Migliaia di persone sottoposte a torture, abusi e altre violazioni dei diritti umani nei luoghi di detenzione gestiti da gruppi armati, “inclusi quelli alleati del governo” di Fayez Al Sarraj, alleato dell’Italia nel contenimento dei flussi migratori. Lo si legge un rapporto pubblicato oggi a Ginevra dall’Unsmil, la missione dell’Onu in Libia.

Nel Paese nordafricano, centinaia di corpi di individui presi e detenuti da gruppi armati sono stati scoperti nelle strade, in ospedali e discariche di rifiuti, molti avevano gli arti legati, segni di tortura e ferite da arma da fuoco: “Uomini, donne e bambini sono detenuti arbitrariamente o illegalmente privati della libertà in base ai loro legami tribali o familiari e la loro presunta affiliazione politica”, afferma il documento dell’Ufficio delle Nazioni Unite per i diritti umani, che prende in considerazione fatti avvenuti dalla firma dell’Accordo politico libico (LPA) il 17 dicembre 2015 fino al 1 ° gennaio 2018.

“Questo rapporto mette a nudo non solo gli orribili abusi e le violazioni subite dai libici privati ​​della loro libertà, ma il puro orrore e l’arbitrarietà di tali detenzioni, sia per le vittime che per le loro famiglie”, ha affermato l’Alto commissario delle Nazioni Unite per i diritti umani Zeid Ra’ad Al Hussein. “Le vittime hanno scarsa o nessuna possibilità di far ricorso alla giustizia, mentre i membri dei gruppi armati godono di totale impunità“, si legge ancora nel documento. “Queste violazioni e questi abusi devono cessare – prosegue Al Hussein – e i responsabili di tali crimini dovrebbero essere perseguiti”.

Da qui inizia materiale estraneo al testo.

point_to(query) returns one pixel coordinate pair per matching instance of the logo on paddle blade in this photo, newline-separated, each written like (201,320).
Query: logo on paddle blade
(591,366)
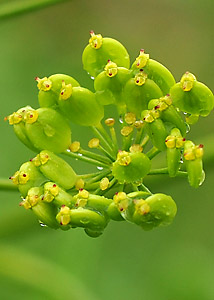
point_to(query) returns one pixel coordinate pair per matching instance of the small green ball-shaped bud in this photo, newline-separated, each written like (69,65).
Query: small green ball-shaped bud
(155,71)
(81,107)
(17,120)
(51,87)
(27,177)
(137,96)
(156,210)
(45,212)
(48,130)
(192,96)
(109,84)
(100,50)
(131,167)
(56,169)
(193,161)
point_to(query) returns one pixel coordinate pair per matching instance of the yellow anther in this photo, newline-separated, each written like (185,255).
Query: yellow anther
(123,158)
(138,124)
(64,216)
(25,204)
(31,116)
(94,143)
(96,40)
(104,183)
(170,142)
(141,60)
(180,142)
(140,78)
(189,154)
(142,207)
(130,118)
(36,161)
(66,91)
(111,69)
(80,183)
(75,146)
(44,84)
(15,178)
(136,148)
(199,151)
(48,197)
(187,81)
(23,177)
(110,122)
(121,200)
(44,157)
(83,194)
(126,130)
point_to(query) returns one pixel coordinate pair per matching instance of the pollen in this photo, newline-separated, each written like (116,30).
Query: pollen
(66,91)
(44,84)
(104,183)
(111,69)
(187,81)
(75,146)
(142,59)
(96,40)
(140,78)
(94,143)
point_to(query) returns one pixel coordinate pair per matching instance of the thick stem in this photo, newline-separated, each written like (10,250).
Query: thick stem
(7,185)
(15,8)
(86,159)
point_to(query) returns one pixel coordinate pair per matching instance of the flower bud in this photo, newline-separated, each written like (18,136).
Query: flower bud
(50,88)
(49,130)
(192,96)
(56,169)
(156,210)
(27,177)
(100,50)
(131,167)
(81,107)
(137,96)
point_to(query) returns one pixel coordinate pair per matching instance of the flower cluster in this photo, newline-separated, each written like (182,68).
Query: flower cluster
(154,115)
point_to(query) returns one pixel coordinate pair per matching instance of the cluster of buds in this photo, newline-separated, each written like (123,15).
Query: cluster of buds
(154,115)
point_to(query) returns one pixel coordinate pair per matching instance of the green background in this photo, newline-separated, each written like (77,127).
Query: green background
(171,263)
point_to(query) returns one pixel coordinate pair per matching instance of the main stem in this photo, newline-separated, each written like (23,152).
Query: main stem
(15,8)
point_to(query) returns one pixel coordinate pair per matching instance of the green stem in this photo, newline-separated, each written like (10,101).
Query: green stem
(15,8)
(7,185)
(86,159)
(106,145)
(152,152)
(95,156)
(164,171)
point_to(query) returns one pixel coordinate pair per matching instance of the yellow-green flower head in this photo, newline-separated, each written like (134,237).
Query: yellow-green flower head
(187,81)
(111,69)
(66,91)
(174,142)
(44,84)
(194,152)
(140,78)
(141,207)
(96,40)
(64,216)
(142,59)
(123,158)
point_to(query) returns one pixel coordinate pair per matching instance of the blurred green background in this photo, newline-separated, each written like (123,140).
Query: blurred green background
(176,262)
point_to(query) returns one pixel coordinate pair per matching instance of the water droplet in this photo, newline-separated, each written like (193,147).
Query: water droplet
(187,128)
(100,168)
(42,224)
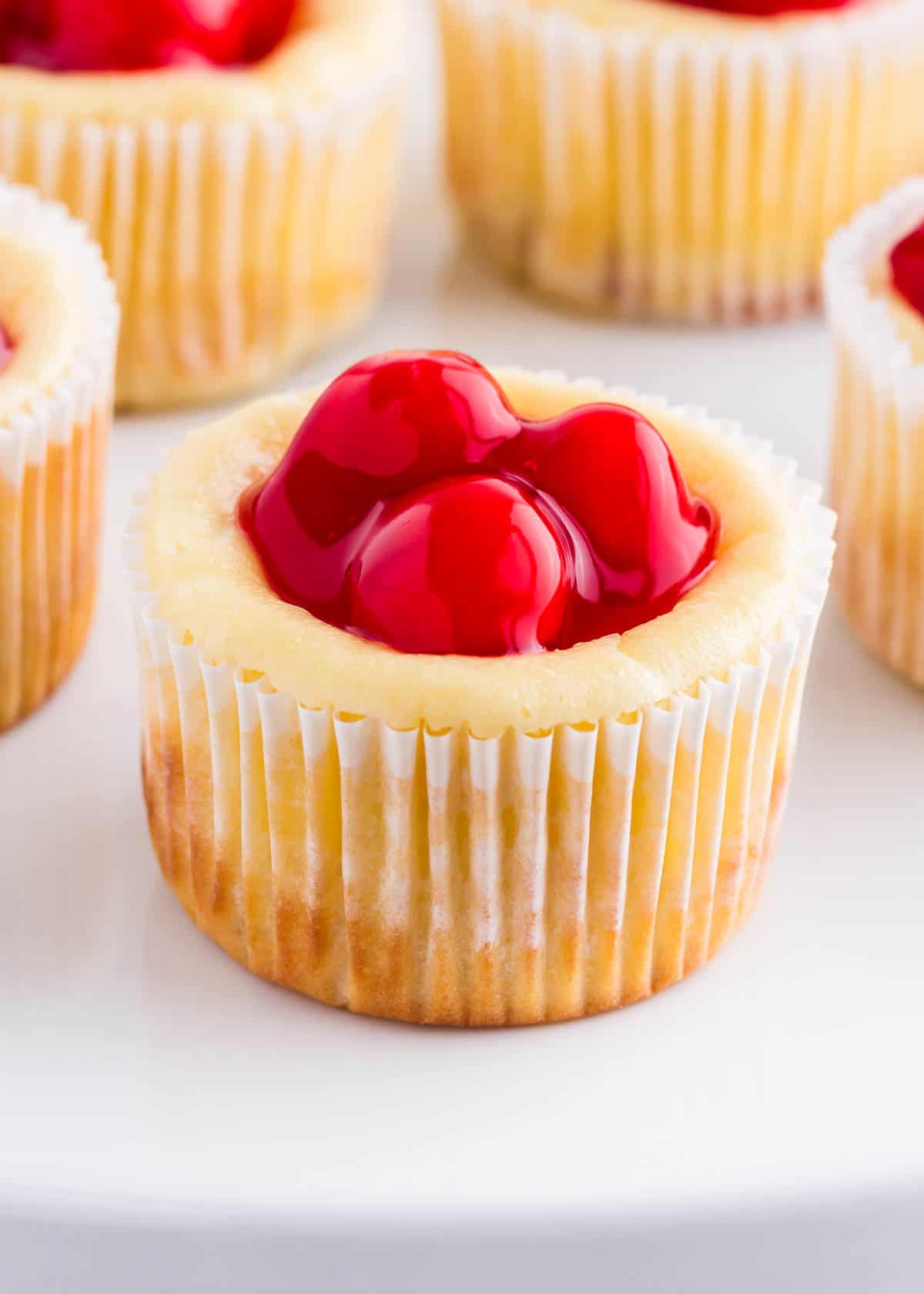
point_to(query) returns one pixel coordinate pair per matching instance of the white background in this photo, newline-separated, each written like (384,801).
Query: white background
(169,1122)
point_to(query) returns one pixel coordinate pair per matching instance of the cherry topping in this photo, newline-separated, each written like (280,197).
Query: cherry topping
(768,8)
(907,268)
(467,562)
(132,35)
(417,509)
(7,350)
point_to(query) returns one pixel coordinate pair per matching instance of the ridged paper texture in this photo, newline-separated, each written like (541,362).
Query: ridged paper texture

“Piuttosto che controllare i gruppi armati e integrare i loro membri sotto le strutture di comando e controllo dello Stato, i governi che si sono succeduti hanno fatto sempre più affidamento su di loro per gestire la pubblica sicurezza, inclusi arresti e detenzioni, pagato loro i salari e fornito loro attrezzature e uniformi “, dice il rapporto. Di conseguenza, il loro potere è cresciuto senza controllo e sono rimasti liberi da un’efficace supervisione governativa.

Si stima che a partire da ottobre 2017 circa 6.500 persone siano detenute in carceri ufficiali supervisionate dalla Polizia Giudiziaria del Ministero della Giustizia. Non ci sono, invece, statistiche disponibili per strutture nominalmente sotto i Ministeri dell’Interno e della Difesa, né per quelle gestite direttamente dalle altre milizie. “Queste strutture sono note per torture endemiche e altre violazioni o abusi dei diritti umani”, afferma il rapporto. Ad esempio, la struttura di detenzione della base aerea di Mitiga, a Tripoli, ospita circa 2.600 tra uomini, donne e bambini, la maggior parte senza possibilità di avere contati con le autorità giudiziarie. Nella prigione di Kuweifiya, il più grande centro di detenzione nella Libia orientale, si ritiene che sia detenute circa 1800 persone.

“La prolungata detenzione arbitraria e illegale e le violazioni endemiche dei diritti umani in custodia in Libia – afferma il rapporto – richiedono un’azione urgente da parte delle autorità libiche, con il sostegno della comunità internazionale“. Che sostiene il governo guidato da Al Sarraj fin dalla sua nascita.